Exhalation
“I took the pills”: Coping with Expectations in Medicine
Lucas Zellmer
My child psychiatry rotation began with the understanding that my career would not include children or psychiatry. The limited availability of advanced courses that would fulfill graduation requirements led to an interesting decision: opt for an advanced surgery rotation or an advanced psychiatry experience. As a budding internist, I of course chose the option that would ensure a safe distance away from any surgical suite. Now three weeks into my rotation, I am getting increasingly comfortable talking to teenagers with a range of psychiatric diagnoses, levels of participation, and understanding of their illness. Although this semblance of comfort took weeks to build, it took a single challenging conversation to retreat.
Our morning virtual rounds led us to “Sara”: a high school student with crippling anxiety, depression, and PTSD who struggled in school due to specific learning impairments. She presented to the Partial Hospitalization Program after two separate suicide attempts and was transitioning well to the group therapy setting. After Sara entered the virtual breakout room, it was clear to me – and, as I would learn, blatantly obvious to my attending – that something was not quite right. My usual series of questions, including some more pointed ones, yielded more avoidance than objective information. My attending finally stepped in and skillfully uncovered that Sara attempted suicide several hours earlier. The events following this revelation happened quickly; Sara’s mother was asked to enter the meeting, she was updated, and it was agreed that Sara would be taken to a nearby hospital.

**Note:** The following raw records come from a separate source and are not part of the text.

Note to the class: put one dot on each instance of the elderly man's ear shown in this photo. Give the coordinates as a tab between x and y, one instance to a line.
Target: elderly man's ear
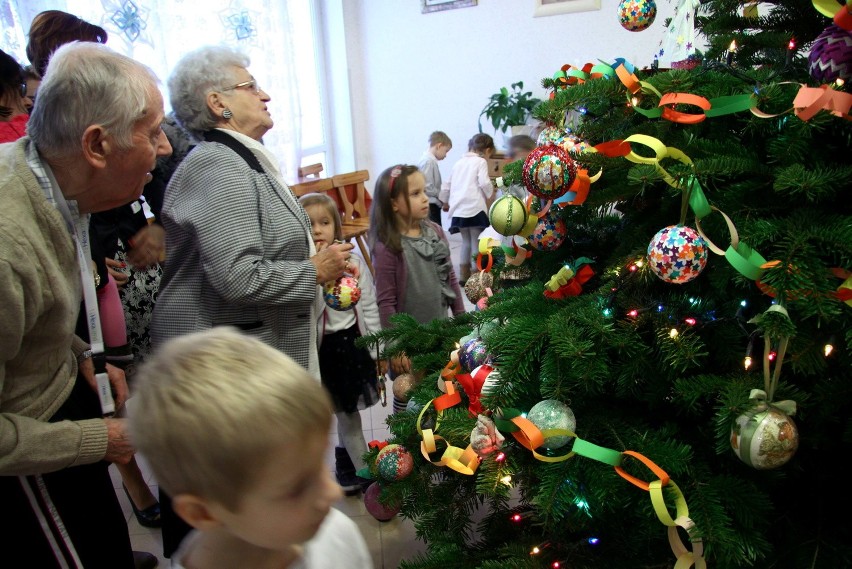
97	145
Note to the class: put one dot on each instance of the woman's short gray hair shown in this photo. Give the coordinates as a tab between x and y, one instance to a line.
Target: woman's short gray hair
87	84
197	74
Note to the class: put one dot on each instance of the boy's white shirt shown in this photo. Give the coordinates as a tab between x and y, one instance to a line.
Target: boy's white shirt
338	543
367	309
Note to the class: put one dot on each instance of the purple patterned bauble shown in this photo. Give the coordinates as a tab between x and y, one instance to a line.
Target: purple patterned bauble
343	293
549	171
677	254
473	354
549	232
394	462
831	55
636	15
377	509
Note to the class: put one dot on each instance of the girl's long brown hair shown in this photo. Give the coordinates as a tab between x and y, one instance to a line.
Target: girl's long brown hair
383	227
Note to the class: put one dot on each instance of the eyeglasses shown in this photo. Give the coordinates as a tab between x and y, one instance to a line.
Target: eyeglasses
251	85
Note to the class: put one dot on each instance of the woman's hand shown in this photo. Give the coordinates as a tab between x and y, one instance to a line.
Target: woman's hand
148	247
114	269
331	261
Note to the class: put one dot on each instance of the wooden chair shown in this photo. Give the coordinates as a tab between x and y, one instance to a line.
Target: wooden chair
353	201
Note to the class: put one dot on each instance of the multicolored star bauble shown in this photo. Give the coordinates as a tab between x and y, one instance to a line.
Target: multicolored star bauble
342	294
549	171
394	462
636	15
473	354
764	438
549	232
677	254
830	58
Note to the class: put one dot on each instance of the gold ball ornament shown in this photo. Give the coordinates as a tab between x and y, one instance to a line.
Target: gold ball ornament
476	285
402	386
764	437
507	215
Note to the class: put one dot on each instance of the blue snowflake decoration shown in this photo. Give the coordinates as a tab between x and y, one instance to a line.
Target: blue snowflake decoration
130	20
241	25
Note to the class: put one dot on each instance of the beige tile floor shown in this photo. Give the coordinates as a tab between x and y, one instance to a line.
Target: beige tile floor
388	542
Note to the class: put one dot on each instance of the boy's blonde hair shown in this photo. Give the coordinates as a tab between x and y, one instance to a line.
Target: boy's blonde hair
330	206
439	137
211	406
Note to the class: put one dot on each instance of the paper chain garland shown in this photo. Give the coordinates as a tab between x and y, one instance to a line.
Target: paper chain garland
466	461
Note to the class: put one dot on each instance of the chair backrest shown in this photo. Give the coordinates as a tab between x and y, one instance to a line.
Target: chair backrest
353	198
318	185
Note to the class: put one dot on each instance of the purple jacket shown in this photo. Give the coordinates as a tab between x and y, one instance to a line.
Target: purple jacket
392	279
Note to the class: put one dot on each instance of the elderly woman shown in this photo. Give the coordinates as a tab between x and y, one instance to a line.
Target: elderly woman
239	247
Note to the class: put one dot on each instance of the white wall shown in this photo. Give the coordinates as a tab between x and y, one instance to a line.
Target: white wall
412	73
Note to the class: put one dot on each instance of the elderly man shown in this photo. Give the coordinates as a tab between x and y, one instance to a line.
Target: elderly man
94	137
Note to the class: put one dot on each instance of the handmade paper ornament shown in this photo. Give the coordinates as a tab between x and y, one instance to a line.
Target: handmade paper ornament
485	438
342	294
478	286
402	386
549	232
764	437
553	414
472	354
636	15
677	254
549	171
507	215
830	58
378	510
394	462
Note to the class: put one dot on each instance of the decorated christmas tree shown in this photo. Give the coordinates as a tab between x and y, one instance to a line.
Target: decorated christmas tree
663	375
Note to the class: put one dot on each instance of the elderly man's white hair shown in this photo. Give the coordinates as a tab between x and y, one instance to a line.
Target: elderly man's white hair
87	84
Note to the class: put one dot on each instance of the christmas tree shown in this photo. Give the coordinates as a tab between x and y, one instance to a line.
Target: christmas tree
691	332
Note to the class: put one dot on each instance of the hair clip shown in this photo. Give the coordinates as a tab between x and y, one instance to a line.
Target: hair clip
395	173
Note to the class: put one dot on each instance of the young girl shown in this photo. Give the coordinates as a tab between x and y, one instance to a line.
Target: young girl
348	372
411	255
464	197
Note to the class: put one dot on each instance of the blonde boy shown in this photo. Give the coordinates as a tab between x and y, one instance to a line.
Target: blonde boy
439	145
236	432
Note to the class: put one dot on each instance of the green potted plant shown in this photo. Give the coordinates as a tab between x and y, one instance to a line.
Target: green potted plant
509	108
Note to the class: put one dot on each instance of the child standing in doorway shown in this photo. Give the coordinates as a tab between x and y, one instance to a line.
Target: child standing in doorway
348	372
439	145
411	255
464	197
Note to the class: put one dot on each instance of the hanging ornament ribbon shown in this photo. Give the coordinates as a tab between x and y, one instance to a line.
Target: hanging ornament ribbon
573	286
472	385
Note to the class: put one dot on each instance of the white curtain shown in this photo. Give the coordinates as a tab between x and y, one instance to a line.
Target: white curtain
159	32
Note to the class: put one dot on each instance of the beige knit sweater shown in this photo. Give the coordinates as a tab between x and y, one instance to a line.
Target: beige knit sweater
39	302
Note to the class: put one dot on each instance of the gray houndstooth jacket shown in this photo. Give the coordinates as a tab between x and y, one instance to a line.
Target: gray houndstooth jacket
237	252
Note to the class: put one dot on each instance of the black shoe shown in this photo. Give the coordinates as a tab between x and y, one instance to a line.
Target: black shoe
149	517
144	560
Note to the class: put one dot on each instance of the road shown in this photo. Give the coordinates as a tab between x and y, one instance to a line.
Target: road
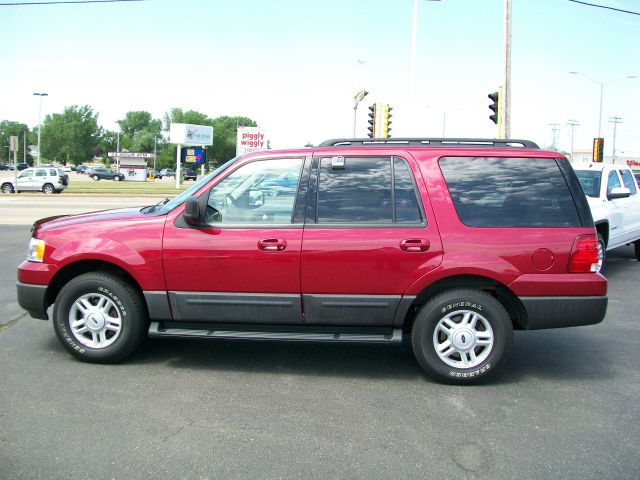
566	405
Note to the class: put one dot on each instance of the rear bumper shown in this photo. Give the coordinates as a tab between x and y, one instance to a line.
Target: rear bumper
560	312
33	299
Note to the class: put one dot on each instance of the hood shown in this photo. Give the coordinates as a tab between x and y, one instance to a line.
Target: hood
91	217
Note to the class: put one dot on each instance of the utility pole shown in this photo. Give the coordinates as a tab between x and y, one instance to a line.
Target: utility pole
506	107
615	121
572	124
555	128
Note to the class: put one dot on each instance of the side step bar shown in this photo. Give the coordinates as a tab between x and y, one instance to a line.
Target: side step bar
158	330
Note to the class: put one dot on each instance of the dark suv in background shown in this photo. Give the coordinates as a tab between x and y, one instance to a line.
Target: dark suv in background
451	243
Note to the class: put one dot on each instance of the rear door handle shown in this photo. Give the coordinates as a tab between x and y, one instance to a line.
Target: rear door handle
414	245
272	244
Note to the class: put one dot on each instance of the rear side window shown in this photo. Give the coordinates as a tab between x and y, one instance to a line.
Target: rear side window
629	181
366	190
509	192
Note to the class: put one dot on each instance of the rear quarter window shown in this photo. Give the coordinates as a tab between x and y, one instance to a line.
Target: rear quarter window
509	192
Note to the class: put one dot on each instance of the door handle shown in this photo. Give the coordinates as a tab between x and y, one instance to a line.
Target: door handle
414	245
272	244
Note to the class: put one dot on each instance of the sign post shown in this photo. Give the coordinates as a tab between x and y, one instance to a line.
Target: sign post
184	134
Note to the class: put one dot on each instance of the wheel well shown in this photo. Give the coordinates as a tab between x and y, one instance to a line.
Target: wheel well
73	270
506	297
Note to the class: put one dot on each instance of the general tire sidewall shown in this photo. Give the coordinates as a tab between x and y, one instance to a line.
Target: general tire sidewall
434	311
130	331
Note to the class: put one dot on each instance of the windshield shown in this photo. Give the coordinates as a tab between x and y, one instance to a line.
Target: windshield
590	181
179	200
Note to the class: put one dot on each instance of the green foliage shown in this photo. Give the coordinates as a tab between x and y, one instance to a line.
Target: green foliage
7	129
70	137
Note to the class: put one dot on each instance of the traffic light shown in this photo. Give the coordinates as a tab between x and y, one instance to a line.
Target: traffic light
372	120
386	121
495	106
598	148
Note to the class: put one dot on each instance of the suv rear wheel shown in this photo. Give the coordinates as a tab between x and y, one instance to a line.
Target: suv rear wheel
99	318
462	336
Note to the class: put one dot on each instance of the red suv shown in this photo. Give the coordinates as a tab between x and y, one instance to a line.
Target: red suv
454	243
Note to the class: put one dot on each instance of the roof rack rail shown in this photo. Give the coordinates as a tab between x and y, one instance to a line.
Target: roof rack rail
429	142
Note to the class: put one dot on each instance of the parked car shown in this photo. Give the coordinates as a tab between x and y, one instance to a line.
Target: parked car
105	174
614	199
45	179
166	172
188	174
454	243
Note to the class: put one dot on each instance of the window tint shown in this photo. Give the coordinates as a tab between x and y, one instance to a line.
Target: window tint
629	181
360	191
407	207
261	192
590	181
613	181
363	190
509	192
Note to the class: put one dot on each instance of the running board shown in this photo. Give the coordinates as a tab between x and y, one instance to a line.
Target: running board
157	330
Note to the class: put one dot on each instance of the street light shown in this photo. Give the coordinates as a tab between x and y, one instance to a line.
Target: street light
602	84
40	95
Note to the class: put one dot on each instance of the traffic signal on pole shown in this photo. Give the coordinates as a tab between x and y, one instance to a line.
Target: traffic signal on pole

At this point in my medical education, I have shared conversations with actively psychotic individuals, families who just lost a loved one, and patients receiving terminal diagnoses. Despite these experiences, Sara’s story seemed to hit me differently. My initial thoughts centered around the reality of mental illness and what it means for a patient to die by suicide. What had happened, or not happened, to Sara to make her feel death was the only cure for her suffering? What does she need from me? What can I actually do for her? These early thoughts reinforced a certain humility in me; the very practice of humanistic medicine underlies the importance of recognizing what I can and cannot control in a patient’s life. As I waded through possible answers to such questions, I felt many of the same emotions Sara described to us. I was scared for Sara, I was sad that Sara had to live with such an illness, and I was anxious as to what Sara’s treatment trajectory would look like.
As I continue to reflect on Sara’s story, I now question the pursuit of normalcy in medicine. Much of what I have been taught both in the classroom and on the wards is how to get patients to “normal”; we monitor labs to make sure they are within “normal” limits and we perform scans to ensure “normal” anatomy. In Sara’s case, I do not know what normal would or should look like. Sara’s psychiatric diagnoses, although persistent and severe, are seemingly one aspect of hardship in their life. Sara has experienced significant physical trauma, homelessness, and numerous other social needs in less than two decades of life. As a future medical provider I have hope for Sara’s future, however, this optimism is balanced with very real expectations. How could I expect someone to overcome such psychiatric illness when mental healthcare remains stigmatized in medicine? How could I expect any medical intervention to work in the setting of overwhelming social challenges? What does a safe, normal life look like for Sara? At this point in her treatment, the hope I have for Sara is static; I hope she does well in the hospital, transitions to an outpatient treatment program, and consistently receives appropriate social and mental health support. My short time with Sara epitomized the role hope played, even in the face of realistic expectations, in the care of struggling patients.